Despite the benefits observed when implementing the checklists it has been demonstrated that the level of staff attachment to it, is related to its effectiveness,7 increasing the perception of teamwork quality, communication improvement and error reduction. In addition to this, it is considered a quality instrument in hospitals. Russ et al. evaluated surgeries in real time, finding that safety measures were performed in less than one third of all procedures and Poon et al8–10 evaluated 193 procedures of which only 78.4% fulfilled completely the 11 elements of the time out, and found that the most omitted elements were: verification of the presence of the complete surgical team, corroboration of the patient’s identity, the surgical site, allergies and preoperative discussion of special considerations, all of which evidenced the need of creating consciousness and improve staff training to the fulfillment and adequate implementation of this protocol. Our study showed similar results in terms of the respondents assessment that it is in many cases incompletely performed, missing important points such as the verification of anti-thrombotic prophylaxis which almost half of the respondents believe is omitted, and a quarter of them think that the verification of the timely application of antibiotic prophylaxis and surgical marking is omitted, considered as fundamental elements that have a special influence on the patient’s safety 10,14 and other important lapses of the protocol.
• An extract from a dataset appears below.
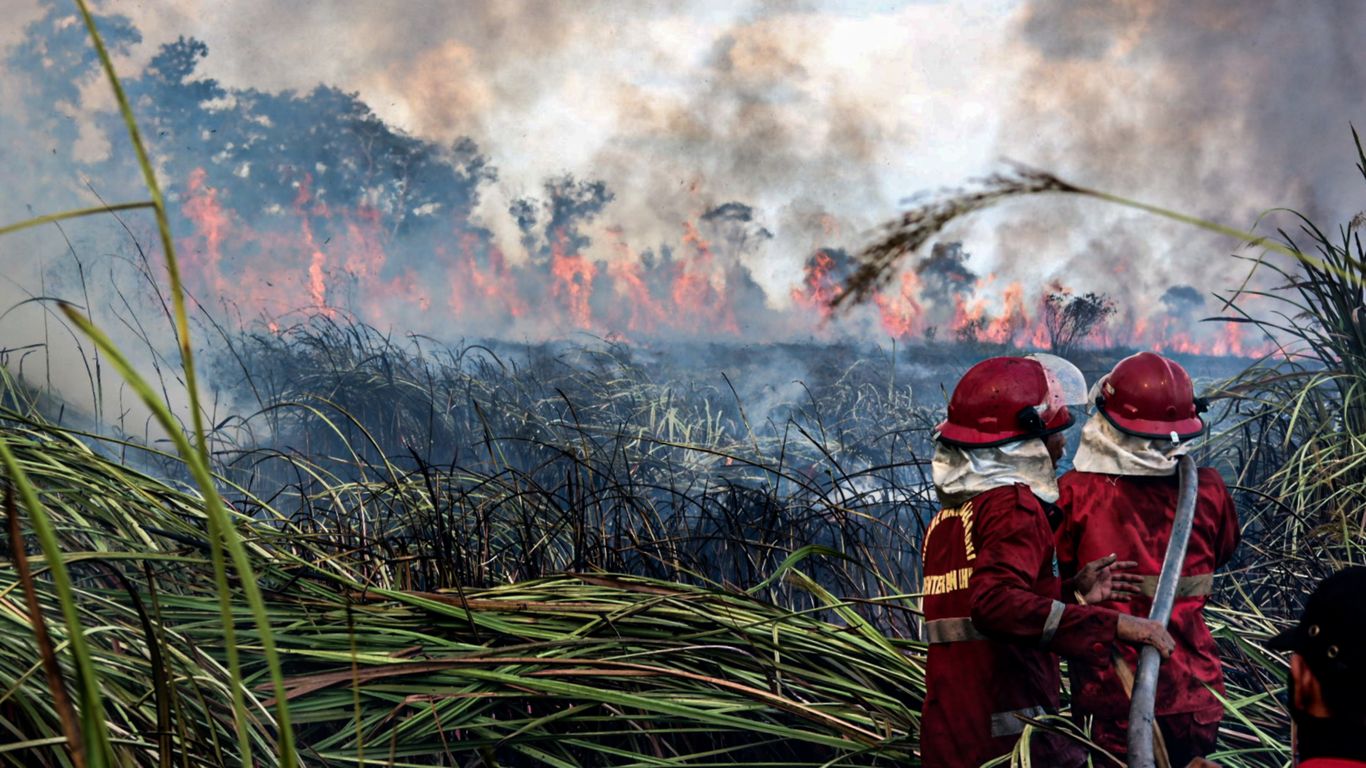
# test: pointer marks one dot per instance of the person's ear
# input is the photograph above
(1306, 692)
Another common problem in its application is the lack of knowledge regarding its phases. Almost half of the respondents did not answer correctly the moment when the time out should be executed. And more than a third did not answer correctly the optimal time for the application of the prophylactic antibiotic. A factor that contributes to this phenomenon is that in many cases the superiors do not make enough awareness among the subordinates about the reasons for its application, causing frustration, disinterest and abandonment.12,13 Different barriers have been identified for the effective implementation of checklists such as poor communication among physicians, ambiguity about the reasons for their application, ignorance of the avoidable risks and problems with the authority.8,15,16

As it can be seen, in our study and other similar studies, the attitude of the respondents in general is of acceptance and collaboration, however, due to omissions and lack of knowledge regarding the correct application, it seems that in many cases the real impact in the reduction of morbidity and mortality of surgical patients is not taken into account, or that it is taken as a "formality" that increases the workload and consumes valuable time.17 For this reason it is important that the surgical staff is persuaded of its importance and its implementation, promoting a culture of safeness.18 In general, there is good attitude as this research shows, but better results can be achieved through strategies such as motivational conferences and intensive courses to raise awareness and achieve its correct application by all surgical personnel19,20 as well as continuous monitoring and evaluation to improve the effectiveness and safety of surgical patients.


It has been shown that checklists are a simple and economic tool that improves morbidity and mortality rates in surgical patients. However, there are still many barriers to its correct use and implementation. Training and awareness of the staff is required so that they can have a deeper knowledge and it can be applied properly in daily practice.



Conflict of interest

Authors declare that there is no conflict of interest.